Le 20 septembre 2007
Vous vous posez la question : Pourquoi ce toilettage de la loi de 1905 et incidemment son article 19 ?
L’Histoire en quelques mots de l’Ecole hors-contrat Anne-de-Guigné à Carqueiranne vous permettra de le comprendre.
Si vous êtes pressez, allez directement à la fin de cet article
Pour plus de renseignements : Site de l’OLPA (OBSERVATOIRE DE LA LAICITE DU PAYS D’AIX ) qui vous dirigeront sur les responsables sur cette affaire.
MERCI DE NOUS SOUTENIR
L’evêque a voulu privilégier un certain nombre de parents issus pour la plupart de la Royale, partisans du homeschooling, en leur donnant la jouissance de locaux cultuels pour monter une école hors-contrat malgré l’opposition très vive de l’Enseignement Catholique Varois.

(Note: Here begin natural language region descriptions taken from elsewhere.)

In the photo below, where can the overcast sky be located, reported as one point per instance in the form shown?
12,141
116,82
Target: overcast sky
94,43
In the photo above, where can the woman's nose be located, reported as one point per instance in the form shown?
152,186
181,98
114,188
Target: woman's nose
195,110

Ces parents sont proches des milieux intégristes et des milieux nationalistes et sont ouvertement critiques contre l’ Enseignement Catholique et à fortiori contre l’Education Nationale.

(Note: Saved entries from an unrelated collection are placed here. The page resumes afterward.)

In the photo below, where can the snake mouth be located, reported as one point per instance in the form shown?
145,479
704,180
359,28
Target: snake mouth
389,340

De 2004 à ce jour l’evêque a mis les locaux de la paroisse Saint Pie X à Toulon à disposition de cette école regroupant une cinquantaine d’élèves. Le loyer est de seulement 100 € par an !.
Les parents des élèves scolarisés ont créé une association l’ « Action Educative - Groupement Anne de Guigné » pour recevoir des dons et gérer cette école. La direction pédagogique est assurée par Mme BOUVET également directrice de la SARL Cours Sainte-Anne à Paris (cours par correspondance) (1)
Pour récolter des dons servant à financer cette école, l’association a demandé au premier trimestre 2005 au fisc un rescrit fiscal leur permettant malgré l’absence d’intérêt général de celle-ci - mais bien plutôt d’intérets particuliers - de bénéficier de l’autorisation de délivrer aux donateurs des recus fiscaux déductibles des impôts. Notons que cet avantage peut être révoqué à tout moment par l’administration, compte tenu de nombreuses irregularités, notamment dues à la non-séparation de la gestion scolaire et de la gestion des dons (2).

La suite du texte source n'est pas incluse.